Anna Kashfi – Procurement

Anna Kashfi
Procurement

Although singer Sian Webley and multi-instrumentalist James Youngjohns (along with various part-time accomplices) have been trading under the Anna Kashfi name for the best part of a decade now, Procurement is only the band’s second proper album. Whilst this sluggish release rate may have more to do with peripatetic record label arrangements, it is perhaps a schedule that fits in well with Anna Kashfi’s restrained and unrushed muse. Now even with the group’s ranks swollen to incorporate further empathetic players – including more members of likeminded current labelmates Last Harbour – Webley and Youngjohns have still gone to great lengths to stop instrumental clutter disrupting the distinctiveness of their minimalist torch ballads.

With Webley’s tones now pleasantly resembling the deadpan delicacy of Piano Magic chanteuses Caroline Potter and Angèle David-Guillou, the previously over-obvious Mazzy Star comparisons are pushed aside for Procurement. This subtle shift seems to have encouraged Youngjohns to refashion Anna Kashfi’s sound into a wider range of shapes, allowing the songs to breathe a little deeper in the process.

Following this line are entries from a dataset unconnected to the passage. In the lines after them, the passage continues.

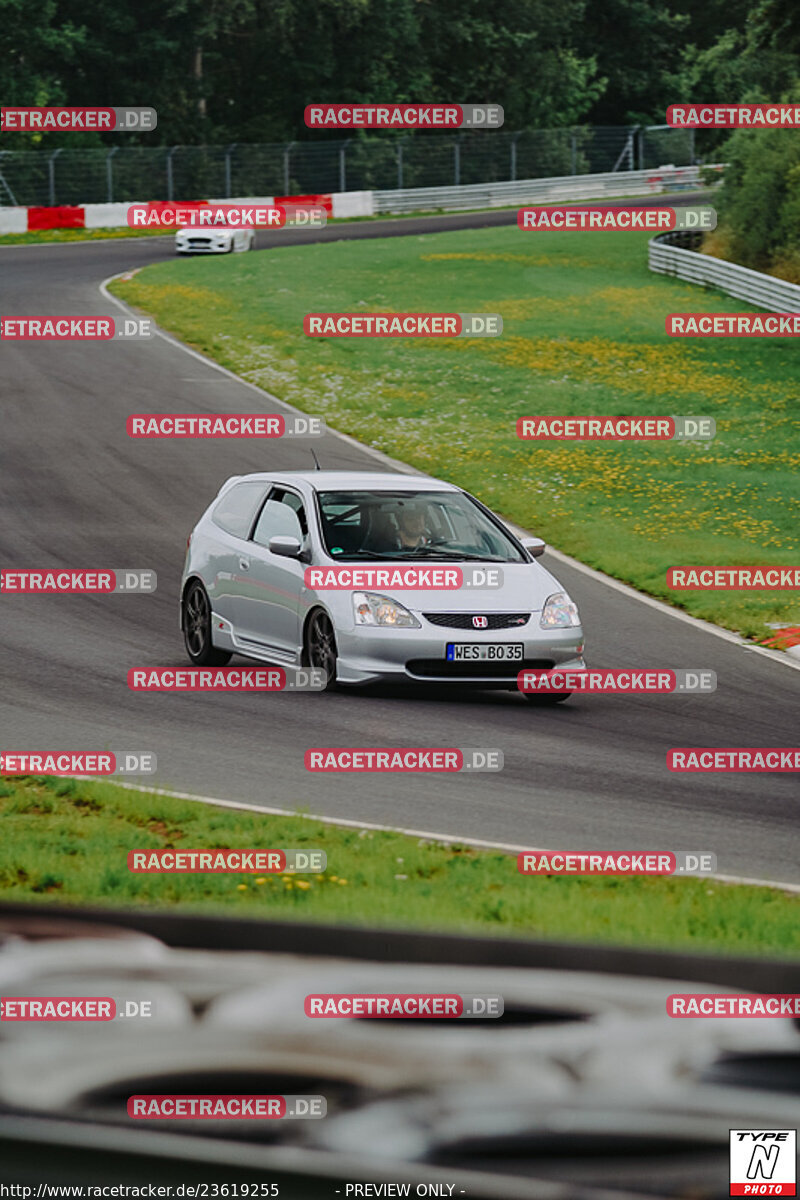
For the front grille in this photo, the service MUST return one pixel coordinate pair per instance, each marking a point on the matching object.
(439, 669)
(464, 619)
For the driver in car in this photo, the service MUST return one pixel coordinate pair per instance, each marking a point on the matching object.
(413, 531)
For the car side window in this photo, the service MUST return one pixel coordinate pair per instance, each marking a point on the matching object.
(282, 516)
(236, 509)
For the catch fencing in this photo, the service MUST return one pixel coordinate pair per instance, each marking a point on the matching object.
(74, 175)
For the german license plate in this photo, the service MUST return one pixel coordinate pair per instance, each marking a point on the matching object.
(483, 652)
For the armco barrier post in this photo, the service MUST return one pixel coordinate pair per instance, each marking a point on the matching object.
(50, 172)
(229, 150)
(287, 151)
(109, 174)
(342, 165)
(169, 173)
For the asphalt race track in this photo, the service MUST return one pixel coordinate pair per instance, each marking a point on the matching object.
(78, 493)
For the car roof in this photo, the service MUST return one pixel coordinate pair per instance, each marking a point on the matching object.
(353, 480)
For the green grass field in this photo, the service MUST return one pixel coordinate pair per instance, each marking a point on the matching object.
(66, 841)
(584, 334)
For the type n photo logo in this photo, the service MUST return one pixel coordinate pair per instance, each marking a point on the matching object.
(763, 1162)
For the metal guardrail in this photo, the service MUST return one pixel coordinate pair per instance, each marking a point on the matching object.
(529, 191)
(667, 255)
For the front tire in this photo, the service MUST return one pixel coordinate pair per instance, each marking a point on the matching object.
(197, 629)
(320, 647)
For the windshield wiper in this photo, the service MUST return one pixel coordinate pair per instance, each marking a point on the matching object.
(443, 552)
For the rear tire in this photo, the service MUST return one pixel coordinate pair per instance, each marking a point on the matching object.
(196, 621)
(320, 647)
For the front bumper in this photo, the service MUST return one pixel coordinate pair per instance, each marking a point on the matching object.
(200, 246)
(370, 654)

The gently rising “Fall” is a good place to start proceedings, with its guest vocals from Eileen Rose and a slow-motion country framing imagining a Kurt Wagner-free Lambchop. The warming campfire calmness of “A Safe Place” and “Fortune’s Wheel” adds extra Americana shades, whereas “Things Get Said” ably apes Beirut’s woozy Balkan trappings. Further in, the smouldering and desolate “Wasting” cuts darkly into the band’s dreamier heart, only to be followed by the relatively jovial counterpoint of “Friendly Fire”, which affectionately tips a hat to Calexico’s lesser-heard Spoke debut. Elsewhere, there are gentle nods to Judee Sill (on the gauzy “Tipping Point”) and perhaps even the evocative solo wares of Sandy Denny (“Button & Bows” and “My Blood Runs Thick”).

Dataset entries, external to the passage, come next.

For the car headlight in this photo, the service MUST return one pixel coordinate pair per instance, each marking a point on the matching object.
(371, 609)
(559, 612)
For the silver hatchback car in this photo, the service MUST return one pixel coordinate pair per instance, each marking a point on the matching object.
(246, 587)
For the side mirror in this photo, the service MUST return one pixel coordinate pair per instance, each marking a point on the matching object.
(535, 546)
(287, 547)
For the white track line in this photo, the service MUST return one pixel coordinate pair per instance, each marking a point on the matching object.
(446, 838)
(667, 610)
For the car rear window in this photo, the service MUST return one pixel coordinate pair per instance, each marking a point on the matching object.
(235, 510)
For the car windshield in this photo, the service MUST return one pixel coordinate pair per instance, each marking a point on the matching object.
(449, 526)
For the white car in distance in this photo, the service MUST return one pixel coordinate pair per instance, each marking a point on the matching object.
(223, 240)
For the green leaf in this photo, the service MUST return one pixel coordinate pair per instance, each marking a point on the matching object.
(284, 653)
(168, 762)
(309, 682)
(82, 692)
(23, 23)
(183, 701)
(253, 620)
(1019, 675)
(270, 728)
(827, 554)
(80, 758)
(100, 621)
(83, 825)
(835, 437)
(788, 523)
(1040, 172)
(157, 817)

The record’s two epic-length tracks are perhaps the most likely to cause the biggest stir; namely a cover of Nick Cave’s seminal “Mercy Seat” and the potentially controversial “See The Good In Me”. Whilst Johnny Cash had the unquestionable gravitas and sage authority to reinterpret Cave’s death-row classic masterfully, how could anyone else? Well, with a skilful leading combination of Webley’s double-tracked vocals, Sarah Kemp’s serene violin lines and Youngjohns’s flickering guitars, Anna Kashfi’s ranks just about pull it off with astonishing ambition. More problematic is “See The Good In Me”, which marries a layered lysergic dronescape to a provocative PJ Harvey-like role-playing lyric too open for misinterpretation and over-examination.

A few curveballs aside, the bulk of the quietly impressive and often profound Procurement is well worth buying into for a bittersweet taste of Anna Kashfi’s soul food.